Bank Dunia: Dalam Lima Tahun Indonesia Butuh US$500 Miliar

CNN Indonesia
Selasa, 25 Jul 2017 15:51 WIB
Bank Dunia memperkirakan, Indonesia membutuhkan setidaknya US$500 miliar dalam lima tahun ke depan untuk mengatasi kesenjangan ketersediaan infrastruktur.
Bank Dunia memperkirakan, Indonesia membutuhkan setidaknya US$500 miliar dalam lima tahun ke depan untuk mengatasi kesenjangan ketersediaan infrastruktur. (CNN Indonesia/Hesti Rika)
Jakarta, CNN Indonesia -- Bank Dunia mendorong peningkatan peran swasta untuk mempercepat pembangunan infrastruktur di Indonesia.
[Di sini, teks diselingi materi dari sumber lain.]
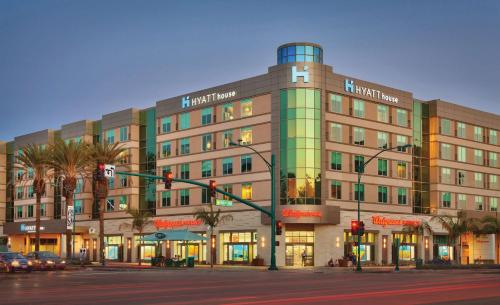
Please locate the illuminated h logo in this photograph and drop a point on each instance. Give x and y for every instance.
(186, 102)
(304, 74)
(349, 85)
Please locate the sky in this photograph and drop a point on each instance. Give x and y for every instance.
(65, 61)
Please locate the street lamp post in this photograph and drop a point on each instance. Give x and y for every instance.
(271, 166)
(361, 169)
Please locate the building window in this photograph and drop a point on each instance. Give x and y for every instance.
(461, 130)
(478, 157)
(335, 132)
(402, 117)
(359, 136)
(461, 201)
(478, 134)
(461, 178)
(446, 151)
(166, 149)
(336, 103)
(446, 127)
(359, 190)
(461, 154)
(478, 203)
(185, 120)
(382, 139)
(493, 204)
(246, 107)
(185, 171)
(493, 137)
(400, 142)
(184, 146)
(359, 163)
(246, 163)
(124, 134)
(246, 191)
(359, 108)
(336, 160)
(30, 211)
(227, 112)
(402, 195)
(78, 207)
(206, 116)
(336, 189)
(206, 142)
(478, 180)
(110, 136)
(206, 168)
(383, 113)
(184, 197)
(492, 157)
(382, 194)
(227, 137)
(205, 195)
(445, 175)
(246, 135)
(401, 169)
(446, 199)
(166, 198)
(166, 124)
(227, 166)
(110, 205)
(382, 167)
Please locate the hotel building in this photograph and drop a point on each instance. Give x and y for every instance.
(320, 125)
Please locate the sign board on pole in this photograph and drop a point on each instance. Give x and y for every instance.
(223, 203)
(109, 170)
(70, 215)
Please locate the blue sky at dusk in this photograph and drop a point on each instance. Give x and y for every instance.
(64, 61)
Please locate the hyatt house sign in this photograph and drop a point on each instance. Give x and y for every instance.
(187, 101)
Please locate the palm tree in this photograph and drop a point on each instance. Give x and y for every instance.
(35, 158)
(140, 220)
(419, 230)
(456, 227)
(106, 153)
(211, 219)
(70, 161)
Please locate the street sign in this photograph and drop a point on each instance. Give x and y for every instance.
(223, 203)
(109, 171)
(70, 215)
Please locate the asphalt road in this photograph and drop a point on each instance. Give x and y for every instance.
(250, 287)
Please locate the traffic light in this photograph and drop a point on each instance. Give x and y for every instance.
(279, 227)
(167, 178)
(100, 175)
(354, 227)
(361, 228)
(212, 186)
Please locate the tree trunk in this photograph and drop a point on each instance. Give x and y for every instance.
(37, 221)
(102, 202)
(69, 202)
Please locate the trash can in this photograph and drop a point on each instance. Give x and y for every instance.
(190, 262)
(419, 263)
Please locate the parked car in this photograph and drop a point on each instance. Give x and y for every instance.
(13, 261)
(45, 260)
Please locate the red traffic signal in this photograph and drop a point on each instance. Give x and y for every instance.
(167, 179)
(279, 227)
(354, 227)
(212, 188)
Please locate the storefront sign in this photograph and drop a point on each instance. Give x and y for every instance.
(383, 221)
(349, 86)
(29, 228)
(300, 214)
(187, 101)
(166, 224)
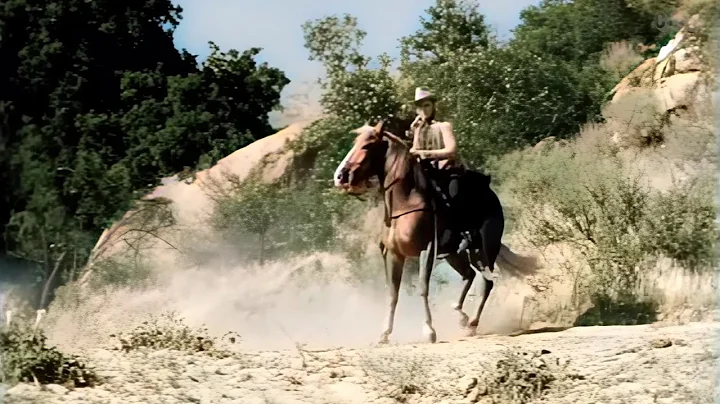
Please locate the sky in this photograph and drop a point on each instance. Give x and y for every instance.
(275, 26)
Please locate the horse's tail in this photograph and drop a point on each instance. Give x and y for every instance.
(517, 265)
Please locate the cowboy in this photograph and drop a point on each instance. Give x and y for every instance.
(434, 142)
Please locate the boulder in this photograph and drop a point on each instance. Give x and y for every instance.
(680, 90)
(687, 60)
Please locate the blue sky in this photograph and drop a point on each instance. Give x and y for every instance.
(275, 26)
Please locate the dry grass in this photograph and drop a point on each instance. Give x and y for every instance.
(620, 58)
(522, 377)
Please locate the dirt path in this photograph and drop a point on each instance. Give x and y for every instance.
(640, 364)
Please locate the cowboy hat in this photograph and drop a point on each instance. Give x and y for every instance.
(422, 94)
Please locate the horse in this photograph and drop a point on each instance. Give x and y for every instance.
(415, 222)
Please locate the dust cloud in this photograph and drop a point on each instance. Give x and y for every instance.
(321, 300)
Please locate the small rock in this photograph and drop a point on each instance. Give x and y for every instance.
(56, 389)
(466, 383)
(661, 343)
(22, 389)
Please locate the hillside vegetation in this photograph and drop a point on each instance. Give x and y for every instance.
(600, 147)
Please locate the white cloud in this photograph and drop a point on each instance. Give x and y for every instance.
(275, 26)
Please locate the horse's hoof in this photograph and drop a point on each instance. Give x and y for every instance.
(429, 335)
(464, 320)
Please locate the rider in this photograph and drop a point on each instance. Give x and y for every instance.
(434, 140)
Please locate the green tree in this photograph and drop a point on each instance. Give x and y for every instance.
(352, 90)
(98, 105)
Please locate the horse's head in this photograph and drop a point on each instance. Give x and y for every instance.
(365, 160)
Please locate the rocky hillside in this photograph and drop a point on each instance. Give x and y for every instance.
(624, 365)
(614, 212)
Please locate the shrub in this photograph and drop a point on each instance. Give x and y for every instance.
(168, 331)
(26, 357)
(614, 219)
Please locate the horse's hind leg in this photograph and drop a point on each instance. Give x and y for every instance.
(461, 264)
(393, 277)
(426, 267)
(491, 234)
(487, 285)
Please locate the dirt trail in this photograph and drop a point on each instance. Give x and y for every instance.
(633, 364)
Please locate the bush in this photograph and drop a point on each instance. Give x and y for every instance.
(523, 377)
(26, 357)
(168, 331)
(615, 220)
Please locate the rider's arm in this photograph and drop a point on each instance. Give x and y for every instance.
(450, 149)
Pasalnya, pembangunan infrastruktur membutuhkan dana yang besar dan tidak bisa ditanggung seluruhnya oleh pemerintah.

Presiden Grup Bank Dunia Jim Young Kim memperkirakan, Indonesia membutuhkan investasi setidaknya US$500 miliar atau Rp6.650 triliun (kurs Rp13.300 per dolar) dalam lima tahun ke depan untuk mengatasi kesenjangan ketersediaan infrastruktur.

"Artinya, harus ada peningkatan alokasi anggaran infrastruktur dari 2,4 persen dari Pendapatan Domestik Bruto (PDB) saat ini menjadi 4,7 persen dari PDB pada 2022," tutur Kim saat menghadiri Indonesia Infrastructure Finance Forum di Hotel Fairmont Jakarta, Selasa (25/7).

Sementara, peningkatan anggaran negara untuk infrastruktur tidak mudah dilakukan. Penerimaan pajak Indonesia masih relatif rendah dengan rasio pajak di bawah 15 persen. Kemudian, pengalokasian belanja juga tertahan oleh defisit yang diatur tidak boleh melewati 3 persen dari Pendapatan Domestik Bruto (PDB).

ADVERTISEMENT

SCROLL TO CONTINUE WITH CONTENT

Di sisi lain, meskipun berpotensi besar, peran sektor swasta dalam pembangunan infrastruktur masih belum optimal. Minimnya peran pelaku swasta bisa disebabkan oleh beberapa faktor.

Pertama, proyek infrastruktur tidak menarik secara komersial karena tidak memberikan keuntungan yang layak. Untuk itu, pemerintah perlu putar otak untuk menyusun perencanaan proyek infrastruktur yang layak di mata investor misalnya dengan memberikan insentif atau kompensasi tertentu.

Selain itu, penyebab perusahaan swasta juga kesulitan masuk karena kalah saing dengan Badan Usaha Milik Negara (BUMN).

Misalnya, BUMN yang memiliki modal kuat bisa mendapatkan suku bunga pinjaman yang lebih rendah dari perbankan pelat merah dan jaminan pemerintah untuk mengerjakan proyek infrastruktur yang sebenarnya layak secara keuangan (bankable).

Karenanya, pemerintah dan BUMN perlu memberikan ruang sektor swasta untuk dapat bekerja sama dan berkompetisi lebih baik.

Tak hanya itu, minimnya peran swasta dalam pembangunan juga disebabkan oleh masalah peraturan. Misalnya, aturan terkait kerja sama pemerintah dan swasta (PPP).

"Kami baru-baru ini mengidentifikasi, ada 100 peraturan yang terkait PPP dan beberapa diantaranya tidak konsisten," ujarnya.

Di tempat yang sama, Menteri Keuangan Sri Mulyani juga mengajak sektor swasta untuk membantu pemerintah dalam pembangunan. Saat ini, lanjut Sri Mulyani, pemerintah memiliki 245 proyek strategis baik di tingkat nasional maupun daerah. Pemerintah bakal kesulitan untuk merealisasikan proyek-proyek tersebut jika hanya mengandalkan kemampuan dompet negara dan BUMN.

"Saya menantang sektor swasta. Jangan mengeluh tetapi datang ke kami datang ke kami, karena kami memiliki ruang yang sangat luas yaitu US$500 miliar yang tidak mungkin dilakukan sendiri oleh pemerintah dan BUMN. Jadi mari bekerja sama," ujar mantan Direktur Pelaksana Bank Dunia ini.